Wednesday, February 27, 2013

Musical Fiction

The lives of the great composer have always been used as raw materials for writers of fiction, be it novels, plays, or screenplays. Over the years, there have been fictionalized accounts of the lives of Chopin (A Song to Remember, Impromptu), Schumann (Song of Love), Liszt (Lisztomania, Song Without End), Grieg (Song of Norway), Mahler (Ken Russell’s Mahler, Bride of the Wind), and Tchaikovsky (The Music Lovers), just to name a few. In 1979, Peter Shaffer’s play Amadeus was a great hit on London and Broadway stages, and was subsequently made into an even more popular film.
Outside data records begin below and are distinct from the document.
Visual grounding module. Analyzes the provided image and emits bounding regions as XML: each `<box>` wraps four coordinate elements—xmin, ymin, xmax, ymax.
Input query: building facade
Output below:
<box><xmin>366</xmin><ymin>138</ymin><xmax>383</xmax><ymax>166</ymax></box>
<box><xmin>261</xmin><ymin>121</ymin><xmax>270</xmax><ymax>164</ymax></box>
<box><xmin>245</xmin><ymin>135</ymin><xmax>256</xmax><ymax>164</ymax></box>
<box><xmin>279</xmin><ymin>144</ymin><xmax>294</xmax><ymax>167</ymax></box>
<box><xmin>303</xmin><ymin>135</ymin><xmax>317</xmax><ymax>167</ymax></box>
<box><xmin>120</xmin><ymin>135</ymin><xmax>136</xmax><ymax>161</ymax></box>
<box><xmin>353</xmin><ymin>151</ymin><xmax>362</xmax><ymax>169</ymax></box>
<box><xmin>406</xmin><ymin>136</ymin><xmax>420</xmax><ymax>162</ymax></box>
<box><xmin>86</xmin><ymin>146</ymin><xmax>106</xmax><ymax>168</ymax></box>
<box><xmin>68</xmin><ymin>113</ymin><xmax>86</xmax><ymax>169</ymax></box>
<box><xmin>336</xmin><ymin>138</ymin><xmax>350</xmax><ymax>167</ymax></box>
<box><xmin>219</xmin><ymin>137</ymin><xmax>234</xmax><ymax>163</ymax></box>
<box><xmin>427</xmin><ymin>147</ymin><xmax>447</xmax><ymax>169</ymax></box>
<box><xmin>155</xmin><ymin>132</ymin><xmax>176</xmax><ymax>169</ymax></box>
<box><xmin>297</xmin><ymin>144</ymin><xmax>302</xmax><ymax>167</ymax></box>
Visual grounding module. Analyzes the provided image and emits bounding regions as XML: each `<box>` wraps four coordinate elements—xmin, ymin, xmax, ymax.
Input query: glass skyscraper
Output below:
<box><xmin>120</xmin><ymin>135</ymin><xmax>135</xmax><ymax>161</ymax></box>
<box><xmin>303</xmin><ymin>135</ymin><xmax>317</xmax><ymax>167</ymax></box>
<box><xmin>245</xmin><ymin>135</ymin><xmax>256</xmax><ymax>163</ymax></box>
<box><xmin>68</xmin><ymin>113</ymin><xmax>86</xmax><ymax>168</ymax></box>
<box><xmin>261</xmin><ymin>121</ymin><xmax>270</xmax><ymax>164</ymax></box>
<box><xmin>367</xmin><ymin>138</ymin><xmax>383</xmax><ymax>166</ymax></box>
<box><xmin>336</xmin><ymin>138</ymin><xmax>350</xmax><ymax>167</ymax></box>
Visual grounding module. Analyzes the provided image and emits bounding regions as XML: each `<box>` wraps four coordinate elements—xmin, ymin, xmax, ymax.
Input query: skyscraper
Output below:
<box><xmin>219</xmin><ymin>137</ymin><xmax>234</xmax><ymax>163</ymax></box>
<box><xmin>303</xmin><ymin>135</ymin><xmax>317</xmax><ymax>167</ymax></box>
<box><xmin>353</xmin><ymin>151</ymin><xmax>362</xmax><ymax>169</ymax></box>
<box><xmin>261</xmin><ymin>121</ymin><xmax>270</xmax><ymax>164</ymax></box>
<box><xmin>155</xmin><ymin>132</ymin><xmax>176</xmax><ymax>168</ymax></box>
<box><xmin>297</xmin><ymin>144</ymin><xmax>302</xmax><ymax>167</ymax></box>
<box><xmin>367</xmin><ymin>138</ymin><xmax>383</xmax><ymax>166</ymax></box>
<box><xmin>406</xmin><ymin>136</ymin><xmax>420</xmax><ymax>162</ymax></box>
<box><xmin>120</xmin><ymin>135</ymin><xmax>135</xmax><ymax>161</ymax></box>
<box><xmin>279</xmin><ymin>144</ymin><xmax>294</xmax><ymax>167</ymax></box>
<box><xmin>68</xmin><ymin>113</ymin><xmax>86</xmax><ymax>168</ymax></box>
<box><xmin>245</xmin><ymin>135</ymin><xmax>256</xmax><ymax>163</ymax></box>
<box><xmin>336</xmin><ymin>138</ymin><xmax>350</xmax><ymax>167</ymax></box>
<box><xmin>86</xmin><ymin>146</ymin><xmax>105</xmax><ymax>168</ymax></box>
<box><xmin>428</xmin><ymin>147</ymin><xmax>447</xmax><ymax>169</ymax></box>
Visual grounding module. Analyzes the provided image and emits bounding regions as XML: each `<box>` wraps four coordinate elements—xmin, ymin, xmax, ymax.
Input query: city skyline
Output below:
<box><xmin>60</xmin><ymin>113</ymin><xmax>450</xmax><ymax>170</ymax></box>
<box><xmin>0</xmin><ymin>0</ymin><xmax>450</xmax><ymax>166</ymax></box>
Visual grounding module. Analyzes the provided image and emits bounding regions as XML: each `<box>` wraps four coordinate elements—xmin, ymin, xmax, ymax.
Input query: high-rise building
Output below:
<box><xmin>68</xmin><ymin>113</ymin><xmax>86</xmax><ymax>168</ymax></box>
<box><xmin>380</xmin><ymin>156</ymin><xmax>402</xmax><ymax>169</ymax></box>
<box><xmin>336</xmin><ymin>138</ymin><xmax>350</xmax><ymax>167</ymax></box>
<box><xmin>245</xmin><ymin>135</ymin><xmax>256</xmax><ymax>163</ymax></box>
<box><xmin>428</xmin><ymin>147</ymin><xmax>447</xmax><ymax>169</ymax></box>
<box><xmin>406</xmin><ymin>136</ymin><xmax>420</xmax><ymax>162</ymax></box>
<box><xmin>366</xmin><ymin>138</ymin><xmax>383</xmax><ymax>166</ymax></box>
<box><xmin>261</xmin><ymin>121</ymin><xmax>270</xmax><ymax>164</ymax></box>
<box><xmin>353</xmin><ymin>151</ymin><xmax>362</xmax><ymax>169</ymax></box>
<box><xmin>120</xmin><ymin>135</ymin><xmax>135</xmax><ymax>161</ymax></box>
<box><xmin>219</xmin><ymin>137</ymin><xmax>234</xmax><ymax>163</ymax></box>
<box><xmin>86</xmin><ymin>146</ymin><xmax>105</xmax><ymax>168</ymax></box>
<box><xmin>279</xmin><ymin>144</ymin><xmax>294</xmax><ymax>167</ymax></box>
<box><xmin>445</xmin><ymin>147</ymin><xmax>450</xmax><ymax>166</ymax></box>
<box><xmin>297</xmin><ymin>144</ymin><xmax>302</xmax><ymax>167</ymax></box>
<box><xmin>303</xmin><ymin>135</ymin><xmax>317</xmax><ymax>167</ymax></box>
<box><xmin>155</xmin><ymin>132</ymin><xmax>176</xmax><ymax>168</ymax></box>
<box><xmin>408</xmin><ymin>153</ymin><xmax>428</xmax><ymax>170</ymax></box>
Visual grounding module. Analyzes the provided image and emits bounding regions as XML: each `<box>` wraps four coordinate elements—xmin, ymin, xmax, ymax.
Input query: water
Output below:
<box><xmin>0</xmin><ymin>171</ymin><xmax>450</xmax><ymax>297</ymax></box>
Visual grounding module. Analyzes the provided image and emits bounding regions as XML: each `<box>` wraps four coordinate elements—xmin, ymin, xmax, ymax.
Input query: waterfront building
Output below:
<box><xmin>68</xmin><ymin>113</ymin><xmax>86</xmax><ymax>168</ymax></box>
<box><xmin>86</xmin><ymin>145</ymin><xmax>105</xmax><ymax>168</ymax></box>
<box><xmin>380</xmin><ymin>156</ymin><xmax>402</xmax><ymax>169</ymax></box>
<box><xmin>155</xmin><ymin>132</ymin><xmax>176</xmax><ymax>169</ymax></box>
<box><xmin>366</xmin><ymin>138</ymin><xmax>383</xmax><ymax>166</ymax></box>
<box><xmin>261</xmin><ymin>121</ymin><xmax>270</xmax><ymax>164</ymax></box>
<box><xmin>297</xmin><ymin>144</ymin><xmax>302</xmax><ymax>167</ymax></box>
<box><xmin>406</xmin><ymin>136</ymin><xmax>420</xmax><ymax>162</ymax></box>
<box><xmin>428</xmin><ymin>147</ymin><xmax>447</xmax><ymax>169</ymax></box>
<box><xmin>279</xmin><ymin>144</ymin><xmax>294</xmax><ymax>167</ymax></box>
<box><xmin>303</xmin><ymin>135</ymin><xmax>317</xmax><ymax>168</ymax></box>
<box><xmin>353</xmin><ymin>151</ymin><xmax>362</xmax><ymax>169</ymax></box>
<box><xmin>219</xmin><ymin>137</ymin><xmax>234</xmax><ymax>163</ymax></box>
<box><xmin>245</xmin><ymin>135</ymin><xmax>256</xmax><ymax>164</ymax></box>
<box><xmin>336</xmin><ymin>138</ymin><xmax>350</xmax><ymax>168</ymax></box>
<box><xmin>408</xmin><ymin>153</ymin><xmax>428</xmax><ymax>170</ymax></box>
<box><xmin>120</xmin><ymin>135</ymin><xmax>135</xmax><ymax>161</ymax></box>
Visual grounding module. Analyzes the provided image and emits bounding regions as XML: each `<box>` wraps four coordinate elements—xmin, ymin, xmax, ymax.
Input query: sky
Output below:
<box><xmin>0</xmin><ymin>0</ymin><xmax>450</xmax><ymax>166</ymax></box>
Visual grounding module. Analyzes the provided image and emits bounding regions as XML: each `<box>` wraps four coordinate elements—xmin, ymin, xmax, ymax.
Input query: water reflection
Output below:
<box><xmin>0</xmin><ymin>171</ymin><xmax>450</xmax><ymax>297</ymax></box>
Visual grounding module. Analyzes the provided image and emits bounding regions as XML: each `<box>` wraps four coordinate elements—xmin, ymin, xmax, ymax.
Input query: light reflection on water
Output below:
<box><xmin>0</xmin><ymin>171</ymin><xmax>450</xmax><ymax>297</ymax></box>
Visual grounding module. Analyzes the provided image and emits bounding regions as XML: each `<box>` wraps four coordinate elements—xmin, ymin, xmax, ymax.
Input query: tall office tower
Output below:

Creators of a very few of the films mentioned above did try to approximate the personality as well as facts about the composer’s life. Others, like Ken Russell, completely disregarded any semblance of truth in his insulting treatments of the lives of Mahler, Liszt and Tchaikovsky. When it comes to Hollywood and classical music, conductor and composer AndrĂ© Previn wrote, “When Walt Disney decided to film a life of Beethoven, he felt that deafness was too downbeat and not really germane to the story, so for once, and in glorious Technicolor, Beethoven retained perfect hearing to the end. Classical music has generally been a closed book to the movie executive mind…”

Even serious writers of fiction have taken over the lives of the composers in their creative efforts. Other than Shaffer’s Amadeus, writers as great as Alexander Pushkin fictionalized the death of Mozart in his 1830 verse drama Mozart and Salieri, subsequently made into a one-act opera by Nikolai Rimsky-Korsakov. In Rose Tremain’s beautifully written novel Music and Silence, composer and lutenist John Dowland made a “cameo” appearance.
In 2011, writer Sarah Quigley wrote The Conductor, a fictionalized account of conductor Karl Eliasberg’s heroic efforts in organizing a performance of Dimitri Shostakovich’s Seventh Symphony during the siege of Leningrad. The only fact that one can establish about the story is that Eliasberg was indeed a conductor, not a great one, but who did indeed conducted Shostakovich’s wartime symphony, which very much raised the morale of citizens of Leningrad during the siege.

Without taking away any credits or merits from Quigley’s novel, her book does remind me of Soviet journalist and writer Vasily Grossman’s 1959 magnum opus Life and Fate, an epic story of the lives of Soviet citizens during the German invasion in World War II, focusing especially on the battle of Stalingrad. I did find Quigley’s The Conductor well written, and I was especially moved by her poignant description of the sights and sounds of everyday life - the challenges to find food, any food, the heartbreak of people dying, and the cruelty and kindness people show one another in times of trial - of people in Leningrad during the siege:

There had been a scuffle outside the bakery: a woman pushed against the wall by a teenager, the bread snatched from her hand. When Nikolai himself emerged from the bakery, the woman was still sitting empty-handed on the muddy curb. No one had helped her; the rest of the queue had said nothing, done nothing, simply stared as if they had no connection to thief or victim. The crime, the indifference – neither was out of the ordinary. By now everyone had learnt that survival meant looking after yourself.

At best, fictional works based on the events surrounding the lives of the great composers can do much to make aware and popularize great music. There is of course the danger that writers and filmmakers would distort the personality of these great musical figures and reduce their lives to the level of a soap opera. As much as Amadeus raised awareness of the music in the minds of non-music lovers, I am certain that many would remember Mozart as a buffoon who just happened to have been a genius, a charge that can easily be disproven by reading the composer’s many letters.

Every piece of musical fiction, like any creative work, must really be judged on its own merit. Sarah Quigley’s The Conductor is, for me, a serious and moving work of fiction that is worthy of our attention, and a stirring tale of human tragedy and heroism.